While the example is admittedly contrived, it does show how the various components can work together. Example 2-4 shows a simple XML document that follows this schema

Example 2-4. A CVS operation in XML

 <?xml version="1.0"?> <checkin xmlns="CVS-Schema.xsd">   <module>perl-web-examples</module>   <credentials><pserver>...</pserver></credentials>   <file>perl/server.pl</file>   <code code.language="Perl" comment.language="en-US">     # The Perl code would go here   </code> </checkin>

Both the code and checkin elements are declared at the top level, making them global definitions. The type declarations that define the elements are also global. The type that defines the code.language attribute, programming.lang , is defined as an enumeration. This means that "perl" would not have been acceptable as a value for the attribute.

Note the nesting that takes place around the definition of the credentials element: the content of this element will be one of an element called pserver that contains a string or a sequence of two elements ( name and password , both strings). Using the choice construct here also contributes to future flexibility: if the set of choices is extended to include SSH (Secure SHell) key information or digest-authentication tokens, the existing choices are still valid in all the documents that already exist.

2.3.3 XML Schema in SOAP and Related Areas

XML Schema is important not just because of the momentum it has in the effort to replace the DTD. The SOAP specification uses basic datatypes from the schema specifications. Service descriptions written using WSDL relegate the description of datatypes to an external application without specifying a specific one. In practice, though, XML Schema is the dialect of choice for WSDL type detail. Even the basic types in XML-RPC are based on the same precursor documents that led to XML Schema, such as the XML Data specification.

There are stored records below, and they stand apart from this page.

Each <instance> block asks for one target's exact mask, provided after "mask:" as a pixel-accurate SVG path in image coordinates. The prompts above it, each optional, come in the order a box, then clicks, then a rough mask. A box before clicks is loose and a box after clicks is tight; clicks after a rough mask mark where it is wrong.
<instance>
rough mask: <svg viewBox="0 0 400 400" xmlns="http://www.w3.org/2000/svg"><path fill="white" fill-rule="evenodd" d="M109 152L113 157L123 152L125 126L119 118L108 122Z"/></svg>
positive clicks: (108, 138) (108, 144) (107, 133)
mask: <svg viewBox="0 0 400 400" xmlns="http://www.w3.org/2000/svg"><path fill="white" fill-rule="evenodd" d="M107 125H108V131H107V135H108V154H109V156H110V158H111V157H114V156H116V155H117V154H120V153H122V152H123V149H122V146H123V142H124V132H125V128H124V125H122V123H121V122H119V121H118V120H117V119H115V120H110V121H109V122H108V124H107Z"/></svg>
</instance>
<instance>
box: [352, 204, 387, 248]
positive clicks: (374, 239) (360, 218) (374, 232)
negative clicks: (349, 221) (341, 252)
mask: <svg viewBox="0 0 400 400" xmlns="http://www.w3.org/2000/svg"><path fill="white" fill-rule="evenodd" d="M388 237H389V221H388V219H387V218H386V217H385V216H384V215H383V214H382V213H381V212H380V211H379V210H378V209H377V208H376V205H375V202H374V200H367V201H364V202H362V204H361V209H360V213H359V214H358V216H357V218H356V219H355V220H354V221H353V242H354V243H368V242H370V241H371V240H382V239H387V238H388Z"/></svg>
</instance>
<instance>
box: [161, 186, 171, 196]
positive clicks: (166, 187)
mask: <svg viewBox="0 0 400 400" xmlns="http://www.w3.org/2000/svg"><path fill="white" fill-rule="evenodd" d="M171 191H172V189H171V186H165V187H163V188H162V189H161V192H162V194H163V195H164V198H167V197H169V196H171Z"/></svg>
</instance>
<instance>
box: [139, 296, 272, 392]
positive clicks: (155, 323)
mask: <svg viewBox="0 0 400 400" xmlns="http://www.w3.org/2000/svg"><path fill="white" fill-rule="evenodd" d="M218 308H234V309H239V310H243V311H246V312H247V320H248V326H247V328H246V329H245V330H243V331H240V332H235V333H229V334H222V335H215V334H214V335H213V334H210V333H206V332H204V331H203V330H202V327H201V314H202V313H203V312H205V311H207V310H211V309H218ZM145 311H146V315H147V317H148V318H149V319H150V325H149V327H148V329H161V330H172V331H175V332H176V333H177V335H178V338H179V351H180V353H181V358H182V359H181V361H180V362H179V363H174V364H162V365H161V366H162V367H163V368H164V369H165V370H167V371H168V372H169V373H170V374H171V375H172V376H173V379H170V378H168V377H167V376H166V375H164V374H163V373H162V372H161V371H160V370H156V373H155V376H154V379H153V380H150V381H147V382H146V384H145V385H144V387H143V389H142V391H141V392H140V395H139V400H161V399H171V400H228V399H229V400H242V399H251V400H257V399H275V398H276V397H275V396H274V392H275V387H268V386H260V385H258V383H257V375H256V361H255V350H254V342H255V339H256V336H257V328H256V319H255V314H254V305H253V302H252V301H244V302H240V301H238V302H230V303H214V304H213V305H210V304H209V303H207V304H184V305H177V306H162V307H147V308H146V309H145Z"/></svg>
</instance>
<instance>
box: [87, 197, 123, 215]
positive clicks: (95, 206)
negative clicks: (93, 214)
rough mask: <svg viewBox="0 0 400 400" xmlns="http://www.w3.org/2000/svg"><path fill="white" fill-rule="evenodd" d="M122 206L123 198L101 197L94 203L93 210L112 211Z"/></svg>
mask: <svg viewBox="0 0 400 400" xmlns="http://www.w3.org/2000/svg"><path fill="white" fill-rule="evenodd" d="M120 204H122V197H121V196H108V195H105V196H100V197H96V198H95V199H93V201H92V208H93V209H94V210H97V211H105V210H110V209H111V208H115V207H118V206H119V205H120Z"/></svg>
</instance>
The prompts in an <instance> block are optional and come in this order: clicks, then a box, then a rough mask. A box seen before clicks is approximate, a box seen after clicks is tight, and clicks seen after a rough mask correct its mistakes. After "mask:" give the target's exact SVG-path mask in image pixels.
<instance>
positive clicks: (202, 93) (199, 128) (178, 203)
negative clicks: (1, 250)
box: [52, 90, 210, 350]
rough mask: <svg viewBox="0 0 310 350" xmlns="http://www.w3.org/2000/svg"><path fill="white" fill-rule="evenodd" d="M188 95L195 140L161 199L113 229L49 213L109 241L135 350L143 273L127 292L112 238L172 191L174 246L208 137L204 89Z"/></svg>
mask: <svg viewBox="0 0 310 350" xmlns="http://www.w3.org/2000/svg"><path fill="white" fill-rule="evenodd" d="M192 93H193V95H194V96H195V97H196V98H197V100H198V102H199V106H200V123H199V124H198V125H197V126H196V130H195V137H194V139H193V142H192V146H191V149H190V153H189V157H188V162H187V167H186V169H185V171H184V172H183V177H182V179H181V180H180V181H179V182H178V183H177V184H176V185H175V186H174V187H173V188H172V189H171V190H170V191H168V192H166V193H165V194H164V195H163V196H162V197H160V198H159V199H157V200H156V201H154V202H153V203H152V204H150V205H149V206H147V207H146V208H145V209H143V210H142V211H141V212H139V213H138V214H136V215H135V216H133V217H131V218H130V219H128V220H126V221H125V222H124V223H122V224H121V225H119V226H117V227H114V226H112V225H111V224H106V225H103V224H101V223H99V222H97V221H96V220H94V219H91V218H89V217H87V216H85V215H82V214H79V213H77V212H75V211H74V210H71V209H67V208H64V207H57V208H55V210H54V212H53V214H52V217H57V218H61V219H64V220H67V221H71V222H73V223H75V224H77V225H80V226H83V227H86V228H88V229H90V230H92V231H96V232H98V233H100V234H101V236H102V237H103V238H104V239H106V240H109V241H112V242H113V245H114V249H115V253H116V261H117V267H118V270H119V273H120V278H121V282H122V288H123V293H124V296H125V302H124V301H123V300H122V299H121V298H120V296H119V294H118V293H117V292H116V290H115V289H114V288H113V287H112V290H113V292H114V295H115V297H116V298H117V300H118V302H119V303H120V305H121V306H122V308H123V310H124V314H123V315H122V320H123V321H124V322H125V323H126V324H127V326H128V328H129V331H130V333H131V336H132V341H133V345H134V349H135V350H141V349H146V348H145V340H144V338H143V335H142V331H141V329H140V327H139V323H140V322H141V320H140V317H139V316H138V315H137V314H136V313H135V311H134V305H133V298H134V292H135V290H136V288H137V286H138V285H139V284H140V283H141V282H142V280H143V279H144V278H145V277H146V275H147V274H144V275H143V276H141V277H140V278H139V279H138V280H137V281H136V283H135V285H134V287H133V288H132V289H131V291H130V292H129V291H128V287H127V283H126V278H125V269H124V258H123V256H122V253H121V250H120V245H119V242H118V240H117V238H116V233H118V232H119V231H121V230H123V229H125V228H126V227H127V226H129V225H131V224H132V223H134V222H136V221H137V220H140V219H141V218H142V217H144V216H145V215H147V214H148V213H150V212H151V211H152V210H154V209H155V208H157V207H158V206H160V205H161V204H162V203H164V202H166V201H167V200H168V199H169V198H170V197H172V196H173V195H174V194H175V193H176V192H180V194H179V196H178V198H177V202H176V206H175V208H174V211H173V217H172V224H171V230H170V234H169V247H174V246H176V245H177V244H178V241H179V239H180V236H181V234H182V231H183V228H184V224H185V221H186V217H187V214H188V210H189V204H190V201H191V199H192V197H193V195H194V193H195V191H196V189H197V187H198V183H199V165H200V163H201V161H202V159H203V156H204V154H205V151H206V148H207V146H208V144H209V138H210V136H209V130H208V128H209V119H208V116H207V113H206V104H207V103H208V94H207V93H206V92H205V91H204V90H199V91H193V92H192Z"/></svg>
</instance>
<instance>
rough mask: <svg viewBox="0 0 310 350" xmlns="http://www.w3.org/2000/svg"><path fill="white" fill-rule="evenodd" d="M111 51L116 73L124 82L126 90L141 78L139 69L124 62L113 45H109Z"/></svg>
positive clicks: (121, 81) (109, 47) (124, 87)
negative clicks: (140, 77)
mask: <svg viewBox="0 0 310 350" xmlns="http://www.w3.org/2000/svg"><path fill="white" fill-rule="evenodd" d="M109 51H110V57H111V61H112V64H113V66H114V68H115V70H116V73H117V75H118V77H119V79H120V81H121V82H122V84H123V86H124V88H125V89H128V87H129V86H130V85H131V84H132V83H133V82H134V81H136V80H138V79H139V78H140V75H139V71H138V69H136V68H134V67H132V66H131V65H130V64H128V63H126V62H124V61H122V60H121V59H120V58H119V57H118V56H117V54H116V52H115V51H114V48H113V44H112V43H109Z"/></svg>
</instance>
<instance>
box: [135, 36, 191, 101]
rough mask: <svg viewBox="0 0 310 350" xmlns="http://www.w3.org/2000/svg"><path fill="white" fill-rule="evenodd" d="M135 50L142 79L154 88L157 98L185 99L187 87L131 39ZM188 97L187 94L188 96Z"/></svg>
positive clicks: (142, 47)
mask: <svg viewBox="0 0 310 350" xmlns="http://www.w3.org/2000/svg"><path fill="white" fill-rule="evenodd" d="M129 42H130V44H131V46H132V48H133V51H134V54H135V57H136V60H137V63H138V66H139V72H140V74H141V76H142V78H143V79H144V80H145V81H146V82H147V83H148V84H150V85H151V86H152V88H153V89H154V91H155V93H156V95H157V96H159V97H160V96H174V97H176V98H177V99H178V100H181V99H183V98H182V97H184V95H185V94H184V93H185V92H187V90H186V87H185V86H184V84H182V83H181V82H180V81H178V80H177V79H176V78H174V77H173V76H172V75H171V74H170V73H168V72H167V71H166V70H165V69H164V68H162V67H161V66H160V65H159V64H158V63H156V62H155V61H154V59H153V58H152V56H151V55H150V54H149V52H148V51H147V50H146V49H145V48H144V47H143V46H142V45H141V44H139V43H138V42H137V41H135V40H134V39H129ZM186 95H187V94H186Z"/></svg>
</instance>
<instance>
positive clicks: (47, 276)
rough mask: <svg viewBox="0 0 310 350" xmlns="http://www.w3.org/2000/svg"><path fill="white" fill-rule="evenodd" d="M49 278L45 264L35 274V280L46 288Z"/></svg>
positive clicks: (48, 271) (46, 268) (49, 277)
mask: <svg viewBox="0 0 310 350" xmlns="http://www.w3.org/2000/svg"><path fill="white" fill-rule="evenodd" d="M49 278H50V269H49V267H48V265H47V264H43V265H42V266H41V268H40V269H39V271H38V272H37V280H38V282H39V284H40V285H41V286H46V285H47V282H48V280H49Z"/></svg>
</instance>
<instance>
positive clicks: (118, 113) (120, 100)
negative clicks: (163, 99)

Fortunately, the core elements of schema declarations tend to be clear and self-explanatory. The specification also allows for a documentation element, called annotation , to be present at almost all levels of a schema document. ^[4] While there are a lot of pieces to the schema puzzle that aren't covered here, the basics that were presented should help you through the majority of schemas in general, and a good part of the structure of more complex schemas (even if repeated referencing of the W3C specifications are necessary).

^[4] Subject, of course, to the limited inclination of developers to comment their code.

Schemas aren't limited to SOAP and WSDL in their use. More and more, XML applications are being defined in terms of schema rather than DTD. The Electronic Business XML (ebXML) initiative, an alternative approach to web services (in place of SOAP) between businesses, uses multiple schema documents to define the structure of its multitiered architecture.